If the region 4 for every SoC is not 2G, contact your System Integrator.
Card configuration¶
-
Disable PCIe Switch ACS to enable P2P communication between PCIe ports. See instructions here.
-
Enable multi-device partitioning on all the SoCs. Download enable_mdp.json from here.
systemd-run --unit=qmonitor-proxy /opt/qti-aic/tools/qaic-monitor-grpc-server /opt/qti-aic/tools/qaic-monitor-json -i enable_mdp.json
Reset all the SoCs in the server.
3. Verify that multi-device partitioning (MDP) feature is enabled for all devices.
MDP+
indicates that multi-device feature is enabled on the device.
Compilation¶
Model partitioning across multiple devices is done by the compiler. The user is required to specify the number of SoCs/devices and the connectivity between the devices. Here a few examples of the device partition config files based on the connectivity and number of devices.
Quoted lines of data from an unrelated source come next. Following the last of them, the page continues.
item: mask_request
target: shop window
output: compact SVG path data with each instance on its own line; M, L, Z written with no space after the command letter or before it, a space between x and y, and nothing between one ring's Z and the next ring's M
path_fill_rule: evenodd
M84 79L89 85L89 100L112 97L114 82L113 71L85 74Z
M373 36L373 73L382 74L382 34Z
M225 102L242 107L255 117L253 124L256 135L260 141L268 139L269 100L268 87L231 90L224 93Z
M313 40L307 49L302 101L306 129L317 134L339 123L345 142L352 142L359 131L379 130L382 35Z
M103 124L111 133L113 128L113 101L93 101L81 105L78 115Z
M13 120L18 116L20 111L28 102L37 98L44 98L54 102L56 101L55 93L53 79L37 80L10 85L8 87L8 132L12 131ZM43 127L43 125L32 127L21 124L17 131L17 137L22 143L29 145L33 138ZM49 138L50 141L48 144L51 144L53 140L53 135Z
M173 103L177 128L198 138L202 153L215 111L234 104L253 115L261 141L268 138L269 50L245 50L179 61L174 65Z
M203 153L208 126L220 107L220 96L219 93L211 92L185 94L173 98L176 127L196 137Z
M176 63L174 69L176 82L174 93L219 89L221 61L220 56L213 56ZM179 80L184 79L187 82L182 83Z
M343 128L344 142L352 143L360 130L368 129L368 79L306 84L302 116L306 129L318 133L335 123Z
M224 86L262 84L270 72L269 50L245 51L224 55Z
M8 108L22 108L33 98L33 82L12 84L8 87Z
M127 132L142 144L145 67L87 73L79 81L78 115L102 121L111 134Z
The device partition config file is passed to the compiler qaic-exec
CLI.
Example 1: Model, tensor sliced across 4 SoCs with P2P communication between the SoCs.
mdp_4soc_p2p.json
{
"connections": [
{
"devices": [0,1,2,3],
"type": "p2p"
}
],
"partitions": [
{
"name": "Partition0",
"devices": [
{
"deviceId": 0,
"numCores": 16
},
{
"deviceId": 1,
"numCores": 16
},
{
"deviceId": 2,
"numCores": 16
},
{
"deviceId": 3,
"numCores": 16
}
]
}
]
}
Example 2: Model, tensor sliced across 2 SoCs with communication through the host between the SoCs. If no connections
are defined, the conectivity is assumed to be through the host
mdp_2soc_host.json
{
"partitions": [
{
"name": "Partition0",
"devices": [
{
"deviceId": 0,
"numCores": 16
},
{
"deviceId": 1,
"numCores": 16
}
]
}
]
}
To compile the model with the tensor sliced configurations, pass the device paritioning config file to qaic-exec
using mdp-load-partition-config
flag as shown below.
/opt/qti-aic/exec/qaic-exec \ -m=$model_path \ -aic-hw \ -aic-hw-version=2.0 \ -network-specialization-config=specializations.json \ -retained-state \ -convert-to-fp16 \ -aic-num-cores=${CORES} \ -custom-IO-list-file=${model_name}/custom_io.yaml \ -compile-only \ -aic-binary-dir=qpc/${model_name}-${BS}bs-${PL}pl-${CL}cl-${CORES}c-${SOCS}soc-${MX} \ -mdp-load-partition-config=mdp.json
Execution¶
Refer to Cloud-ai-sdk example for executing inference on multi-SoCs.
Recommendations¶
For very large models which are compiled for inter-SoC communication through the host, the host memory requirements can be large. If inference fails due to host or device resource exhaustion, try below options.
-
Increase the maximum number of memory mappings allowed for a process from the default value of 65k
Verify the new setting using -
Increase system memory (RAM) to 1TB and CPU count to 32 cores or higher.